Other plotting keywords (such as color, label, linestyle, etc.) are accepted and used on the point estimate line. The color of the confidence intervals is matched automatically to the point estimate line, but no other keywords are carried across to the confidence interval plot as it is only a shaded region.

## Example 1¶

In the example below, we will compare the results from the Nelson-Aalen estimator with the results from the Kaplan-Meier estimator and Rank Adjustment estimator.
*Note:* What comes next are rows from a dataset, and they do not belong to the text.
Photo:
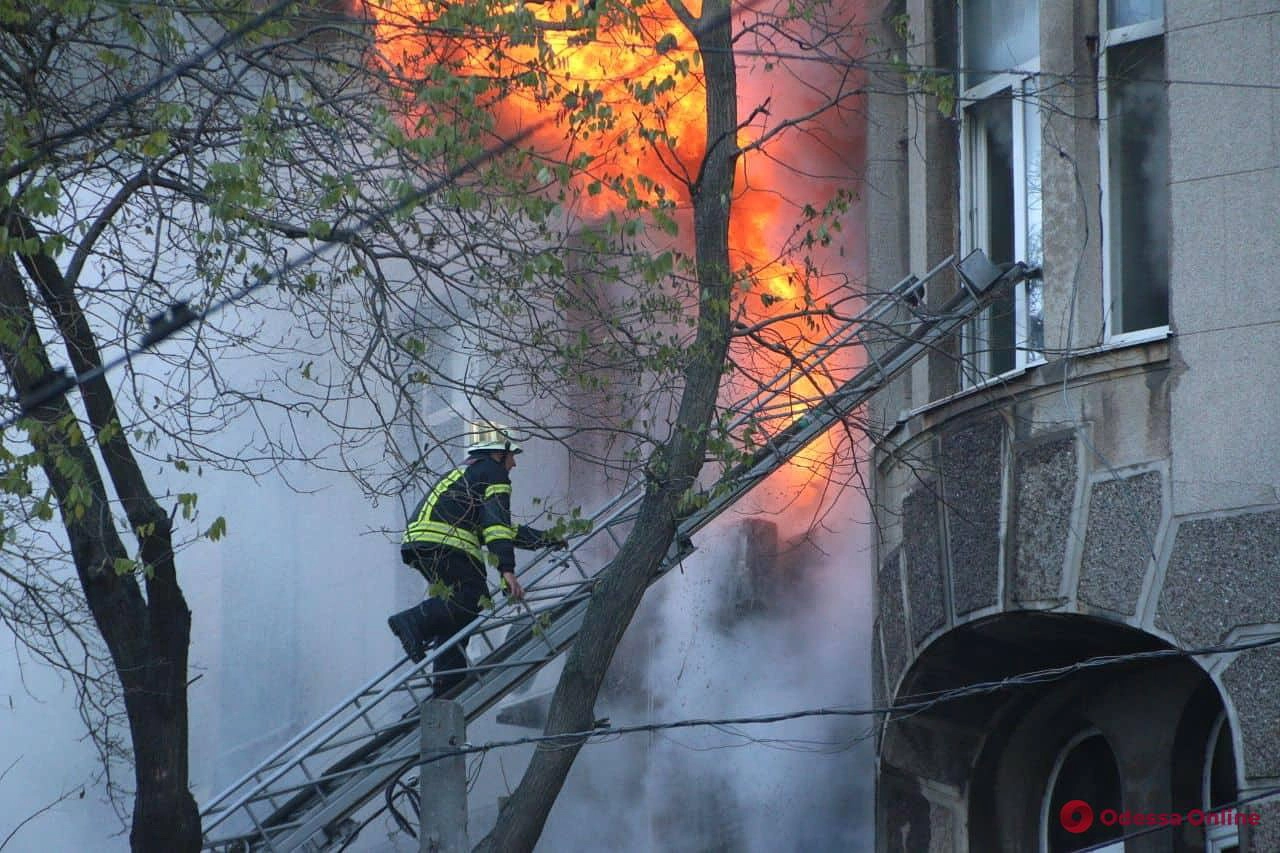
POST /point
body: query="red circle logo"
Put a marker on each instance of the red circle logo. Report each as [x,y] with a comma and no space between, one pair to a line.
[1077,816]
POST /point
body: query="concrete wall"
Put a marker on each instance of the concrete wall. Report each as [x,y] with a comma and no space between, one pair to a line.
[1133,487]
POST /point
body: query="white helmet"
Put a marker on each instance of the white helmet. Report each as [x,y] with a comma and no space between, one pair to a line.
[488,437]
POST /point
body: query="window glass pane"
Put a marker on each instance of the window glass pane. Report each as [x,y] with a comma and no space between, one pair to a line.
[1088,772]
[995,226]
[999,35]
[1121,13]
[1033,246]
[1138,167]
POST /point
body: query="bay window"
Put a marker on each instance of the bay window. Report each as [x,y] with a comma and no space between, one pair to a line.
[1134,110]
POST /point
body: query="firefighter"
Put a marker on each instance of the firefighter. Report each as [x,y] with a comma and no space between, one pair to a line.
[467,510]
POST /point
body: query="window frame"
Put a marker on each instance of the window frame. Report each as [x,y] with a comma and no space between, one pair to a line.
[1112,37]
[1019,85]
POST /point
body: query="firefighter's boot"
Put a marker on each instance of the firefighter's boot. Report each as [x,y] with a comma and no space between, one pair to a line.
[412,630]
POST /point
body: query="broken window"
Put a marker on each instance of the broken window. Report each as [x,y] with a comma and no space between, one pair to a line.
[1000,177]
[1136,168]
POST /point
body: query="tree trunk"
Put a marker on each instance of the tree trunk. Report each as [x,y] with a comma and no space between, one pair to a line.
[147,638]
[673,466]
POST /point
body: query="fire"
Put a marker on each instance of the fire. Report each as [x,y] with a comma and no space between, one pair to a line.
[636,76]
[639,69]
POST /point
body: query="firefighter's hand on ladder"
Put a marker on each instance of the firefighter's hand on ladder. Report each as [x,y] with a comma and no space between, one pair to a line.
[511,585]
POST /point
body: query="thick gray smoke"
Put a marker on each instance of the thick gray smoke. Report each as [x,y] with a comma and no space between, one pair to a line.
[745,629]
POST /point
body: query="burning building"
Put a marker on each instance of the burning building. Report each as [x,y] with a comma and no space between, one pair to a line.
[1078,500]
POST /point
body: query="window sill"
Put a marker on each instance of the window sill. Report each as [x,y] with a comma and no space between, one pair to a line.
[1025,377]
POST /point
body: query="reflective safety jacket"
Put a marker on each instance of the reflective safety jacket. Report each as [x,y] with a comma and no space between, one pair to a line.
[467,510]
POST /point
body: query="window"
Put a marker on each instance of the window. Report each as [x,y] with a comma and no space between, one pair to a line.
[1219,788]
[1001,176]
[1086,770]
[1134,110]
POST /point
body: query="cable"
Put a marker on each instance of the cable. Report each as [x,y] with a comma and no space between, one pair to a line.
[913,706]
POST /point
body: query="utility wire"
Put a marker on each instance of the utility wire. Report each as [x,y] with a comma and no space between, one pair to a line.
[913,706]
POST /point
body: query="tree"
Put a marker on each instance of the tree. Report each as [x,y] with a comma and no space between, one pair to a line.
[179,172]
[529,51]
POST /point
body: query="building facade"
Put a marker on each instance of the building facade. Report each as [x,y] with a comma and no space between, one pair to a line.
[1089,469]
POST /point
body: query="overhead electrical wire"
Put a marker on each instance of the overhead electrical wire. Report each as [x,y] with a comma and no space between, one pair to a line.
[913,705]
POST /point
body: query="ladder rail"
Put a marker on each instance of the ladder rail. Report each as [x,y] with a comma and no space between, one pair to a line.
[554,625]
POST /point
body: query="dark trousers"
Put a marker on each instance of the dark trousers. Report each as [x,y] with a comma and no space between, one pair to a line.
[447,614]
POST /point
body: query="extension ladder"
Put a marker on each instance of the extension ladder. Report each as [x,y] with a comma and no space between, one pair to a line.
[304,794]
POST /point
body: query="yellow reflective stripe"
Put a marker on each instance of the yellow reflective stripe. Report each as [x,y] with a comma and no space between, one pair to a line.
[438,533]
[440,488]
[498,532]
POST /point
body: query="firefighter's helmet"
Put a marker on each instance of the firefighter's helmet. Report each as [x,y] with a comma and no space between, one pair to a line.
[490,438]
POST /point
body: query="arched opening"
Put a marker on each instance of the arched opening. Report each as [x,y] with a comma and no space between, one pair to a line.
[1084,772]
[1219,788]
[1136,734]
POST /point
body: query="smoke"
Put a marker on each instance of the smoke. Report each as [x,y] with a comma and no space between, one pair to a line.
[744,629]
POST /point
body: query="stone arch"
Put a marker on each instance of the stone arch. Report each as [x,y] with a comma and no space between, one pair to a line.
[977,769]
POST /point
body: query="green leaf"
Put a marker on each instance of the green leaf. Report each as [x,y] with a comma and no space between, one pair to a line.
[216,530]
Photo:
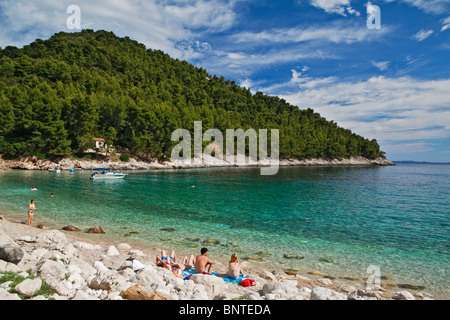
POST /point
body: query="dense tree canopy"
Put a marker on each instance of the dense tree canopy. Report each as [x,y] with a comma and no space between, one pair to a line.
[55,95]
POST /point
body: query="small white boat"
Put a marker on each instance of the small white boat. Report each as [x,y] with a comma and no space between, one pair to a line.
[106,174]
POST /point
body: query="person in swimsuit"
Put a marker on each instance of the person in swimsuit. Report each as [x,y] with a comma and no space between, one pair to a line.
[163,261]
[234,268]
[202,263]
[31,207]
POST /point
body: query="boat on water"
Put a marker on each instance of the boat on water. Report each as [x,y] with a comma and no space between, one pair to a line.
[106,174]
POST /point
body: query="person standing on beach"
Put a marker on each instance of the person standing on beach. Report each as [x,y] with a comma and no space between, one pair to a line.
[31,207]
[202,263]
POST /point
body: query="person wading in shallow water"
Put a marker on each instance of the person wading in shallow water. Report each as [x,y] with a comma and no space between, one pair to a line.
[31,208]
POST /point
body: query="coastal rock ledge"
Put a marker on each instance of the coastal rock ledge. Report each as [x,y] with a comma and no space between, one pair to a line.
[34,163]
[75,270]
We will also extract the column of point estimates from the results and print these for each method in a dataframe.

```
from reliability.Nonparametric import KaplanMeier, NelsonAalen, RankAdjustment
import matplotlib.pyplot as plt
import pandas as pd
failures = [5248, 7454, 16890, 17200, 38700, 45000, 49390, 69040, 72280, 131900]
censored = [3961, 4007, 4734, 6054, 7298, 10190, 23060, 27160, 28690, 37100, 40060, 45670, 53000, 67000, 69630, 77350, 78470, 91680, 105700, 106300, 150400]
KM = KaplanMeier(failures=failures, right_censored=censored, label='Kaplan-Meier', print_results=False)
NA = NelsonAalen(failures=failures, right_censored=censored, label='Nelson-Aalen', print_results=False)
RA = RankAdjustment(failures=failures, right_censored=censored, label='Rank Adjustment', print_results=False)
plt.title('Comparison of Kaplan-Meier, Nelson-Aalen, and Rank Adjustment\nwith 95% CI bounds')
plt.legend()
# print a table of the SF estimates for each method
data = {'Kaplan-Meier': KM.KM, 'Nelson-Aalen': NA.NA, 'Rank Adjustment': RA.RA}
df = pd.DataFrame(data, columns=['Kaplan-Meier', 'Nelson-Aalen', 'Rank Adjustment'])
print(df)
plt.show()
'''
Kaplan-Meier Nelson-Aalen Rank Adjustment
0 1.000000 1.000000 1.000000
1 1.000000 1.000000 1.000000
2 1.000000 1.000000 1.000000
3 0.964286 0.964916 0.974412
4 0.964286 0.964916 0.974412
5 0.964286 0.964916 0.974412
6 0.925714 0.927081 0.936568
7 0.925714 0.927081 0.936568
8 0.885466 0.887637 0.897146
9 0.845217 0.848193 0.857724
10 0.845217 0.848193 0.857724
11 0.845217 0.848193 0.857724
12 0.845217 0.848193 0.857724
13 0.845217 0.848193 0.857724
14 0.795499 0.799738 0.809542
15 0.795499 0.799738 0.809542
16 0.742465 0.748161 0.758348
17 0.742465 0.748161 0.758348
18 0.685353 0.692768 0.703498
19 0.685353 0.692768 0.703498
20 0.685353 0.692768 0.703498
21 0.616817 0.626842 0.638675
22 0.616817 0.626842 0.638675
23 0.539715 0.553186 0.566650
24 0.539715 0.553186 0.566650
25 0.539715 0.553186 0.566650
26 0.539715 0.553186 0.566650
27 0.539715 0.553186 0.566650
28 0.539715 0.553186 0.566650
29 0.269858 0.335524 0.374582
30 0.269858 0.335524 0.374582
'''
```

Further examples are provided in the documentation for the Kaplan-Meier estimator as this function is written to work exactly the same way as the Nelson-Aalen estimator.